In an ongoing HTTP session, if a new HTTPS request for the same session is received, then the session and sticky information saved during the HTTP session is used to route the HTTPS request. The new HTTPS request is routed to the same server where the last HTTP request was served, but on the HTTPS port.
The httpsrouting option of the create-http-lb-config command controls whether HTTPS routing is turned on or off for all the application servers that are participating in load balancing. If this option is set to false, all HTTP and HTTPS requests are forwarded as HTTP. Set it to true when creating a new load balancer configuration, or change it later using the asadmin set command.
If https-routing is set to true, and a new or a sticky request comes in where there are no healthy HTTPS listeners in the cluster, then that request generates an error.

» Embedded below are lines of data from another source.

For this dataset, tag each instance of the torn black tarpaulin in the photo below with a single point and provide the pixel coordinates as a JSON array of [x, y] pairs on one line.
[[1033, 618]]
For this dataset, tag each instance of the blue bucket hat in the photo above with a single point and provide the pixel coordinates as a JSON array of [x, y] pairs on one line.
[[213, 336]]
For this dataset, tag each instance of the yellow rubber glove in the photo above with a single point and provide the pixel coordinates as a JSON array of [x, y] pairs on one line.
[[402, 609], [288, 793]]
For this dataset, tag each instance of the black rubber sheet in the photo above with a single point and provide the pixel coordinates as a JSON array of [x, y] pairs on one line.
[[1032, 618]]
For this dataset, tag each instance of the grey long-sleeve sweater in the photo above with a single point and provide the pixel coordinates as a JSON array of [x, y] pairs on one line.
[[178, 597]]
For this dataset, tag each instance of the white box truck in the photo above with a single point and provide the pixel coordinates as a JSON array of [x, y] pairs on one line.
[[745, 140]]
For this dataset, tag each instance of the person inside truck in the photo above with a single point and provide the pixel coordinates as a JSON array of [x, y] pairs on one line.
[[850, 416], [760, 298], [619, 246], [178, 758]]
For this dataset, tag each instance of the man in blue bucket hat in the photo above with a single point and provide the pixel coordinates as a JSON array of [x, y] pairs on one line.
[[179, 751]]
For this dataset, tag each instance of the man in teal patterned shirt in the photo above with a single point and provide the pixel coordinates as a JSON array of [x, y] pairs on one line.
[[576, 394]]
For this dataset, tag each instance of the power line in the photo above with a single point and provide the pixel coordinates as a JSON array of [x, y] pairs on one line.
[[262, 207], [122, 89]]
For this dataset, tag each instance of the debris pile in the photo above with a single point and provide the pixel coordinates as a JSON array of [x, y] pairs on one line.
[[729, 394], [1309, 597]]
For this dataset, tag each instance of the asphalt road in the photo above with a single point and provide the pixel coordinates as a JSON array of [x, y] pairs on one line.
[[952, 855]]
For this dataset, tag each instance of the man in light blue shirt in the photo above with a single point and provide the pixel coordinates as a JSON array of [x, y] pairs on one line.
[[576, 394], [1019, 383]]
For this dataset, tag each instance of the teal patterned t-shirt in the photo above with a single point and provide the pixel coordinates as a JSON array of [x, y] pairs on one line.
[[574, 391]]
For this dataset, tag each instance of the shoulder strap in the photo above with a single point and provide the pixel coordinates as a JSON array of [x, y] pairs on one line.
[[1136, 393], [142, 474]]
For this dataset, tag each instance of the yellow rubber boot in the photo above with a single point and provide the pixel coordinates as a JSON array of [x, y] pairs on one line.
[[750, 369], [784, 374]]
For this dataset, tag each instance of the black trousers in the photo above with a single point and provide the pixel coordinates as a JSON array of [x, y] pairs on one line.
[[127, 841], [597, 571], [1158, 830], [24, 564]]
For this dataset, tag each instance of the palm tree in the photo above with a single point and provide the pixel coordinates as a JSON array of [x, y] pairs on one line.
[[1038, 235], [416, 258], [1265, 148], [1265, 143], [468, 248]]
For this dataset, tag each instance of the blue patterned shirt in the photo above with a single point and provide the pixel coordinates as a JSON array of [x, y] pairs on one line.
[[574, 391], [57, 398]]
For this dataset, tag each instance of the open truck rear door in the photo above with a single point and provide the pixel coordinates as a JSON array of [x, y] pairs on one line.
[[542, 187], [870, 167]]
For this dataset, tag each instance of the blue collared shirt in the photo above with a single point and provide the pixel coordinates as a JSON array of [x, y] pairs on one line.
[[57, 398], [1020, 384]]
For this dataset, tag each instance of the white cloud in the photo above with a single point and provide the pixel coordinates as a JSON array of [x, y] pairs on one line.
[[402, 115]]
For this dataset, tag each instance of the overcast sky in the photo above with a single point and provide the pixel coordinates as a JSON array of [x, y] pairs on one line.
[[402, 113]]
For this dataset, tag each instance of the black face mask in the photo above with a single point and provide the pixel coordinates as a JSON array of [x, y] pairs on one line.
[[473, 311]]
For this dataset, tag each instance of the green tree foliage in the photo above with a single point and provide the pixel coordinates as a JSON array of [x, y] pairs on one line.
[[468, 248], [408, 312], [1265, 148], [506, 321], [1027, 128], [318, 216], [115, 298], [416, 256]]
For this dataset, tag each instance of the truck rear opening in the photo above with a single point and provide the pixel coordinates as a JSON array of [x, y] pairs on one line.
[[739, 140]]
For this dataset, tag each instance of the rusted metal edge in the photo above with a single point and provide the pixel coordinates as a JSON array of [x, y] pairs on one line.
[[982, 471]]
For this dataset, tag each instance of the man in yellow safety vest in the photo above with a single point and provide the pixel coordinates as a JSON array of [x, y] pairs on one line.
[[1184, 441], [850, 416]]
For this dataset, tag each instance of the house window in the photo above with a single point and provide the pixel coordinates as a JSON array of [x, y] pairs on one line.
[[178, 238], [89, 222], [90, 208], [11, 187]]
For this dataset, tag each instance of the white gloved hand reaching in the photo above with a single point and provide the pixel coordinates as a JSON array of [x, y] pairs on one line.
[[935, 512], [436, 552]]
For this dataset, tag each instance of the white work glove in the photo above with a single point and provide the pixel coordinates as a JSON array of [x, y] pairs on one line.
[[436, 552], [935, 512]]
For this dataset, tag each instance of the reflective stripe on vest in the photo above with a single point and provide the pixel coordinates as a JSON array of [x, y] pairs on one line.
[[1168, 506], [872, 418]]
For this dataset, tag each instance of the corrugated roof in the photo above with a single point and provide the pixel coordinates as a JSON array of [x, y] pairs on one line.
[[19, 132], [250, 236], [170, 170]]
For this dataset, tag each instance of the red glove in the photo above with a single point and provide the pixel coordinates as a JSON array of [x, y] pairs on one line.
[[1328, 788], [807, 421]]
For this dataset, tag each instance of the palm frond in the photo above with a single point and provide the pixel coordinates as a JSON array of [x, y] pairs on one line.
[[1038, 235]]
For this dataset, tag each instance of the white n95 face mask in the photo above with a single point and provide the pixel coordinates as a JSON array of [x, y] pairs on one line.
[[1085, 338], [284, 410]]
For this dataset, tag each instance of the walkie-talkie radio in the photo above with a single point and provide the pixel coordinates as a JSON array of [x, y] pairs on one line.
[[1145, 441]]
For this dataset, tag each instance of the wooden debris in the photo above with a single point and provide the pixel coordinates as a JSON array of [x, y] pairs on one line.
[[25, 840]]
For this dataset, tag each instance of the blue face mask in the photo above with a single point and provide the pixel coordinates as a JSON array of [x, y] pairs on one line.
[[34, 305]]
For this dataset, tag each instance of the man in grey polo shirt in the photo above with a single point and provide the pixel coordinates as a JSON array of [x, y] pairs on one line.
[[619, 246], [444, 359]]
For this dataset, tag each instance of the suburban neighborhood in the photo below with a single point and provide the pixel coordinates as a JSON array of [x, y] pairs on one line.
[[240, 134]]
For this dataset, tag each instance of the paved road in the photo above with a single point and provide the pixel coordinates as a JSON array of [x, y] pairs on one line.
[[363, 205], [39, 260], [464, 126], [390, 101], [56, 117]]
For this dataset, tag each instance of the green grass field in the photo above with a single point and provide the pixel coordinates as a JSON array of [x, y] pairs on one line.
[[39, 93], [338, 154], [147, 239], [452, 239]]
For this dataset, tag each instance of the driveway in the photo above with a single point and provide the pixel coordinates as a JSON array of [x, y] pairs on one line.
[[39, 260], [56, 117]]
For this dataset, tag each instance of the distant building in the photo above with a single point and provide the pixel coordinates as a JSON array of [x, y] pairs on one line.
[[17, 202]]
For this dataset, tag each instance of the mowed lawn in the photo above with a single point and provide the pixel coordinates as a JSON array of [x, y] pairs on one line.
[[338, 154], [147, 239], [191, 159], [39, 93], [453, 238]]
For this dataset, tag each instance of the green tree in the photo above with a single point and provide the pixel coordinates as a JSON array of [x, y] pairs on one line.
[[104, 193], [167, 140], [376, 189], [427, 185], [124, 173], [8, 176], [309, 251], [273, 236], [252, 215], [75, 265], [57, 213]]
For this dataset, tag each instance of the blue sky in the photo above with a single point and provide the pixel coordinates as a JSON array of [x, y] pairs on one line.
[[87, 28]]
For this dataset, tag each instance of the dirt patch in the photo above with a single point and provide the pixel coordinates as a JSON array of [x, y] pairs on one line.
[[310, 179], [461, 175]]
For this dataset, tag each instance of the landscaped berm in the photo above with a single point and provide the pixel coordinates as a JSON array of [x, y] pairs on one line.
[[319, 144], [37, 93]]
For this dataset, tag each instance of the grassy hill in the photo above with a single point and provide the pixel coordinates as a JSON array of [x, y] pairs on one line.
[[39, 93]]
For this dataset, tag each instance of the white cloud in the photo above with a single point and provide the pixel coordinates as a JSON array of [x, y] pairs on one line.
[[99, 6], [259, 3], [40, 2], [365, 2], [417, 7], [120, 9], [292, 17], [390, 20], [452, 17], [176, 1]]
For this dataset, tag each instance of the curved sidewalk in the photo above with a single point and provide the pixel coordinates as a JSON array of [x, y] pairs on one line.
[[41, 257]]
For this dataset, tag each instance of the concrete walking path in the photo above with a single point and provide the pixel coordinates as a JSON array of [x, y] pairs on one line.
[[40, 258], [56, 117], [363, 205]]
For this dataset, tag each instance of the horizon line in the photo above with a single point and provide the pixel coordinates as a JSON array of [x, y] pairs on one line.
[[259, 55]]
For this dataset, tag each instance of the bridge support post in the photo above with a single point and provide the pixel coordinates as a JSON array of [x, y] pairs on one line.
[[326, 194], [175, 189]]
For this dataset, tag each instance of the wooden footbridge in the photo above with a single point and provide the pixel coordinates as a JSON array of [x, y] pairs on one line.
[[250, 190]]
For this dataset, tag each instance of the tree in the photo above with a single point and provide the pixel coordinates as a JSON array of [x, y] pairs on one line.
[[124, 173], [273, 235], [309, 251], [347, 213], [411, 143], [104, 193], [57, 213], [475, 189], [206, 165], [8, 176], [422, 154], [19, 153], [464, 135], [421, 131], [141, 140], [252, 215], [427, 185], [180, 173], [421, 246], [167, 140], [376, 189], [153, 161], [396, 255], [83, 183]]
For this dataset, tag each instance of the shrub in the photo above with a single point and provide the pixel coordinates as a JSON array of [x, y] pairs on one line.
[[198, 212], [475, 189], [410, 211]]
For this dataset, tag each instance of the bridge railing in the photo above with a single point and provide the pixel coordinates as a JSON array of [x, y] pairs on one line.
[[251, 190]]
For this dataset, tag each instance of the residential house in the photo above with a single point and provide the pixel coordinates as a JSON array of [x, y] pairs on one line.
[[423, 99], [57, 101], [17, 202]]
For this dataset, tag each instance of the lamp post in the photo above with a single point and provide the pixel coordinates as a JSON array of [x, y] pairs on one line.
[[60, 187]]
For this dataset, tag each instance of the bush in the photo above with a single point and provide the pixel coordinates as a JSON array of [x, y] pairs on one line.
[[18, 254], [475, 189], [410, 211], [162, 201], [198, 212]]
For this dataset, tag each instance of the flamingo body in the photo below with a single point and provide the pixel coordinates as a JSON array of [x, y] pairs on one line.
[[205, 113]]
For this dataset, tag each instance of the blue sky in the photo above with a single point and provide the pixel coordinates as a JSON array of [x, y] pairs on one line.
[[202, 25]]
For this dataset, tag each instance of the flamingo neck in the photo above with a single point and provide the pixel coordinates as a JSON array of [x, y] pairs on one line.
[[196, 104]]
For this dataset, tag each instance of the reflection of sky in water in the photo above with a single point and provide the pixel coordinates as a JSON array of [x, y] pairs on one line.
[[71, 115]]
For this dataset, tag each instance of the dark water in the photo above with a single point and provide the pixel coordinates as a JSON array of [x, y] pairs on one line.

The Load Balancer has the following limitations with HTTP/HTTPS request processing.
If a session uses a combination of HTTP and HTTPS requests, then the first request must be an HTTP Request. If the first request is an HTTPS request, it cannot be followed by an HTTP request. This is because the cookie associated with the HTTPS session is not returned by the browser. The browser interprets the two different protocols as two different servers, and initiates a new session.
This limitation is valid only if httpsrouting is set to true .
If a session has a combination of HTTP and HTTPS requests, then the application server instance must be configured with both HTTP and HTTPS listeners.
This limitation is valid only if httpsrouting is set to true.
If a session has a combination of HTTP and HTTPS requests, then the application server instance must be configured with HTTP and HTTPS listeners that use standard port numbers, that is, 80 for HTTP, and 443 for HTTPS. This limitation applies regardless of the value set for httpsrouting.
An idempotent request is one that does not cause any change or inconsistency in an application when retried. In HTTP, some methods (such as GET) are idempotent, while other methods (such as POST) are not. Retrying an idempotent URL must not cause values to change on the server or in the database. The only difference is a change in the response received by the user.
Examples of idempotent requests include search engine queries and database queries. The underlying principle is that the retry does not cause an update or modification of data.
To enhance the availability of deployed applications, configure the environment to retry failed idempotent HTTP requests on all the application server instances serviced by a load balancer. This option is used for read-only requests, for example, to retry a search request.
Configure idempotent URLs in the sun-web.xml file. When you export the load balancer configuration, idempotent URL information is automatically added to the loadbalancer.xml file.